Shirley Temple Black, who died Monday at the age of 85, was just a little bit older than Newsweek. Both were children of the Great Depression: Temple was born in 1928, and Newsweek was founded five years later in 1933.
While the magazine was in its infancy, Temple was at her most popular as a child star, and we reported on her with a lighthearted earnestness.
Newsweek chronicled the pint-sized star’s early birthdays, noting on what was reported to be her 8th in 1937 that she was not only the biggest attraction at the box office, but that her aspiration was to “own a pie factory when she grows up.”
It came out later that Temple’s mother lied about the girl’s age, so, like the rest of the press at the time, Newsweek’s reports missed her correct age by a year. In 1938, Newsweek reported that she was raking in an estimated $15,000 each week.

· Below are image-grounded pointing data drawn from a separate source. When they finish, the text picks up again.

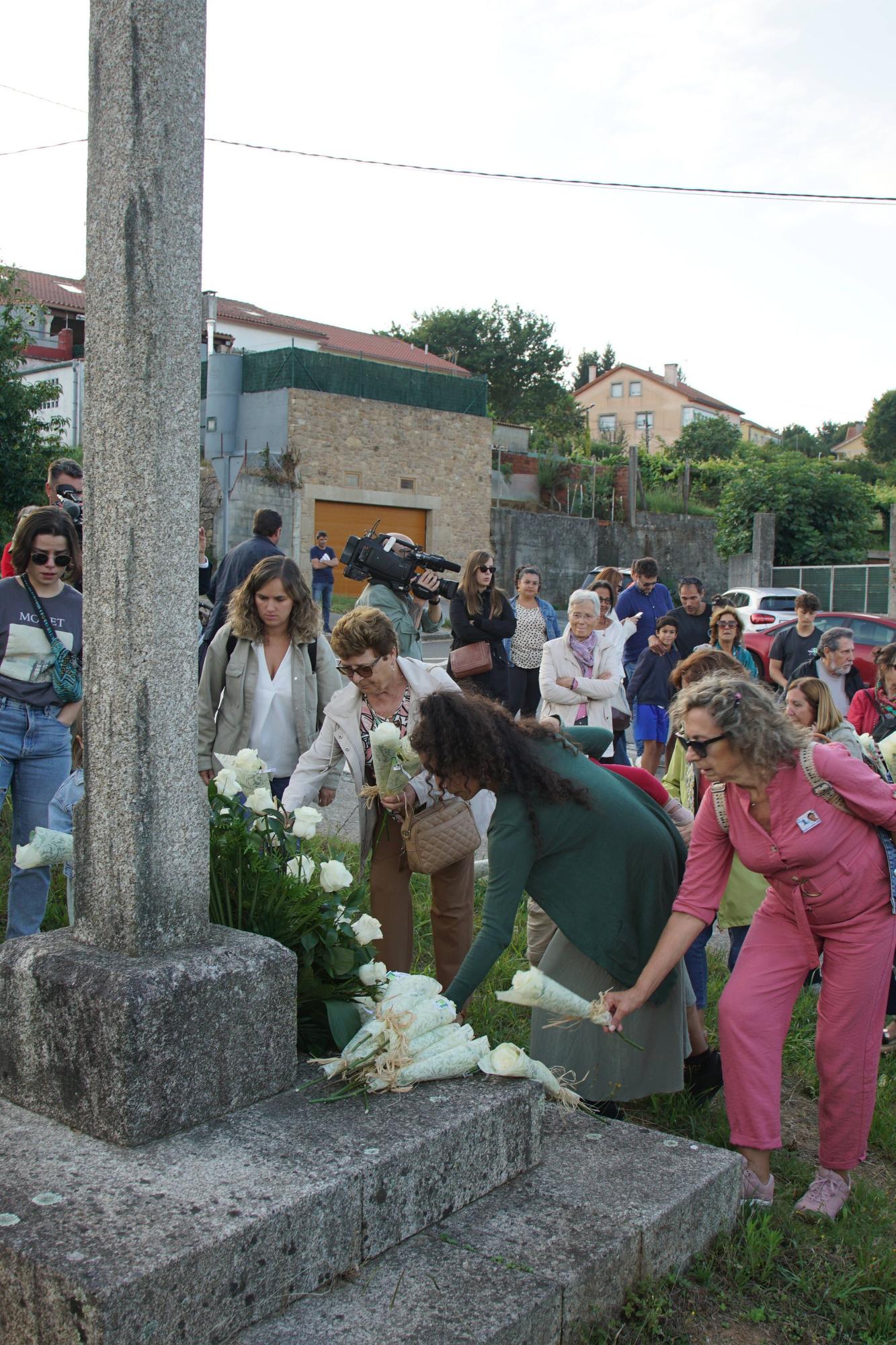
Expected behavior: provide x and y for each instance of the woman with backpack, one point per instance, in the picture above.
(268, 675)
(817, 824)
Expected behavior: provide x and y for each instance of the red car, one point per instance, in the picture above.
(869, 633)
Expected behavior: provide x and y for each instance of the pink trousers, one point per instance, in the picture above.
(784, 939)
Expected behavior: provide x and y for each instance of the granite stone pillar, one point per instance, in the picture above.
(145, 1019)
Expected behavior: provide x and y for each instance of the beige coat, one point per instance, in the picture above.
(339, 739)
(559, 661)
(228, 692)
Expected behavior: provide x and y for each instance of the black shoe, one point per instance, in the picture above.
(608, 1110)
(704, 1077)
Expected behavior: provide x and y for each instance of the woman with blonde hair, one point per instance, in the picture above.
(268, 675)
(727, 634)
(810, 704)
(388, 689)
(481, 614)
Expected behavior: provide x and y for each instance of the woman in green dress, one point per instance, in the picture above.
(596, 853)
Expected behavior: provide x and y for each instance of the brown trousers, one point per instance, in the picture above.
(451, 911)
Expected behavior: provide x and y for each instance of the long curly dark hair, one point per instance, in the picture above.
(474, 736)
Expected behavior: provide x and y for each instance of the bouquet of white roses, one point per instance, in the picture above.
(536, 991)
(395, 762)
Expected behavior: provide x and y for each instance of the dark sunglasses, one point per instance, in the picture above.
(698, 746)
(61, 559)
(362, 670)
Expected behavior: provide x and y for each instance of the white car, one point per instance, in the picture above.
(762, 609)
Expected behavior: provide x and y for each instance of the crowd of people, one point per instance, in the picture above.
(771, 820)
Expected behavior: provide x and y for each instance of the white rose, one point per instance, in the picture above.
(260, 801)
(29, 857)
(227, 783)
(306, 822)
(506, 1058)
(386, 735)
(303, 868)
(334, 876)
(366, 929)
(372, 973)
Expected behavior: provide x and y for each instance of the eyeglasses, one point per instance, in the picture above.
(362, 670)
(698, 746)
(60, 559)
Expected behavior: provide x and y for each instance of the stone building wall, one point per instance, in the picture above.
(358, 451)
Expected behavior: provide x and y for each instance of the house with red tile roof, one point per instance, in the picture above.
(646, 407)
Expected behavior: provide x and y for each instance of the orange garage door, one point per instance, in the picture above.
(341, 521)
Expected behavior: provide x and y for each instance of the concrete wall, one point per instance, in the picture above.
(564, 549)
(447, 455)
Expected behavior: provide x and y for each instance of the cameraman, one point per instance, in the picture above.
(407, 613)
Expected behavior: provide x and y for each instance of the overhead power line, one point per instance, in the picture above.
(732, 193)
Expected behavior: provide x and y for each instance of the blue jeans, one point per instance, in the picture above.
(322, 594)
(633, 705)
(36, 758)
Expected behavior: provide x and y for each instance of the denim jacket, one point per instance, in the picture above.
(552, 625)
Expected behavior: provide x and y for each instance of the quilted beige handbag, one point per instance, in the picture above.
(439, 836)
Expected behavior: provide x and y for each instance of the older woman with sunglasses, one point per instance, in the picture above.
(727, 634)
(811, 820)
(36, 739)
(388, 689)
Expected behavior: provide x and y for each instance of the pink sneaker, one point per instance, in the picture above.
(826, 1196)
(752, 1191)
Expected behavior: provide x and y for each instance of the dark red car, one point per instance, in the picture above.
(869, 633)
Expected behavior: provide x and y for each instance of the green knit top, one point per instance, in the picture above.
(606, 875)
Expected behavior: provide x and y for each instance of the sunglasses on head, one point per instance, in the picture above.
(698, 746)
(362, 670)
(61, 559)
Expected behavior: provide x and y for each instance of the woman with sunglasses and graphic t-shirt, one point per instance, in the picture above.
(36, 740)
(479, 611)
(385, 688)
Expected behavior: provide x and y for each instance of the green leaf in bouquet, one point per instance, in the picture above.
(343, 1019)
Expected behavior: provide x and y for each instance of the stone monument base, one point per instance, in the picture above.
(130, 1050)
(196, 1237)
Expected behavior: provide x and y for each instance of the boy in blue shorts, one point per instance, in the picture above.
(650, 687)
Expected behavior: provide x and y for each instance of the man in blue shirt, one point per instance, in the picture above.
(645, 598)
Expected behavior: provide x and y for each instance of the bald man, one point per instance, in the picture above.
(407, 613)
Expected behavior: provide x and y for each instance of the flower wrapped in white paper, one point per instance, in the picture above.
(395, 762)
(536, 991)
(45, 847)
(512, 1062)
(248, 769)
(447, 1065)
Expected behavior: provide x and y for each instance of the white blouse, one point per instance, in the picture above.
(274, 727)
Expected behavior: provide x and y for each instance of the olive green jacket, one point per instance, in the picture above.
(606, 875)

But there seemed to be no cause for concern that she was going to sink all that money into a bid to actually buy herself that pie factory—“a large share” of the child’s funds were “being held in trust in the California bank of which her father is manager.”

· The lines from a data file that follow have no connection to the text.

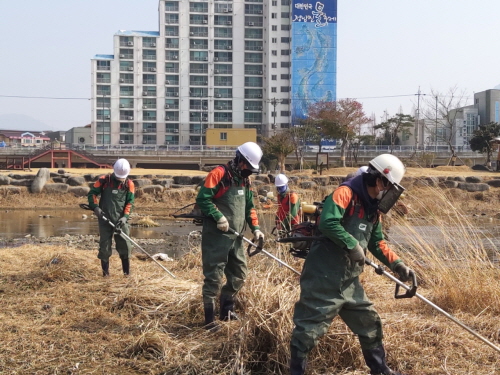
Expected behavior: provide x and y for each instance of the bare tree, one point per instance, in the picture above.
(339, 120)
(446, 110)
(395, 126)
(280, 145)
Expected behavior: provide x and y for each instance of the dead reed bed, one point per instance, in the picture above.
(59, 316)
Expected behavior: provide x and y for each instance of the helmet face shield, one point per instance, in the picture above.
(390, 197)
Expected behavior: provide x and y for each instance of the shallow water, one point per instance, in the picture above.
(43, 223)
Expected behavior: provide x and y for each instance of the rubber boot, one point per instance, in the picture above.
(227, 308)
(375, 360)
(210, 323)
(297, 364)
(105, 267)
(126, 266)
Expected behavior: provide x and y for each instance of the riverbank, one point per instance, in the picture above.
(60, 316)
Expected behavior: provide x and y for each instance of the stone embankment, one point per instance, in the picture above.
(79, 185)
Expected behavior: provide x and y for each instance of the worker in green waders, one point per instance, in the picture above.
(226, 200)
(288, 212)
(329, 284)
(112, 196)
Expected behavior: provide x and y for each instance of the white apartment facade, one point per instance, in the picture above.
(212, 64)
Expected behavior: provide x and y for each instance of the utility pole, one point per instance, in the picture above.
(435, 130)
(274, 102)
(417, 124)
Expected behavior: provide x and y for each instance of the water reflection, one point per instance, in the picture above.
(43, 223)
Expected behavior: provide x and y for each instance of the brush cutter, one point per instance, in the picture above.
(259, 249)
(196, 215)
(120, 232)
(411, 291)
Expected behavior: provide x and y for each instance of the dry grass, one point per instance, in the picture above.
(60, 317)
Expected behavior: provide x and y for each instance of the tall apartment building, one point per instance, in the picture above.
(215, 64)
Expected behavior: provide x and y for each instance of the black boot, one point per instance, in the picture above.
(297, 364)
(126, 266)
(105, 267)
(227, 308)
(210, 323)
(375, 360)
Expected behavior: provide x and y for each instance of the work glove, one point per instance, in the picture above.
(257, 235)
(402, 271)
(121, 222)
(357, 255)
(223, 224)
(98, 212)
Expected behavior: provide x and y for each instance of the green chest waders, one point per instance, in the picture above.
(329, 287)
(222, 252)
(112, 203)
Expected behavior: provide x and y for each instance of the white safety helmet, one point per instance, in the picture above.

When the box-office sensation was 10 (actually 11) in 1939, Newsweek dutifully informed its readers that she weighed in at 75 pounds and had grown two inches in the last year, and now stood a good 4.5 feet tall. But that light-hearted item is contrasted with a reminder of the sinister events in the rest of the world.
The news blurb that immediately follows it announces that Adolf Hitler, “Fuhrer of the Reich,” turned 50 just seven days after little Temple.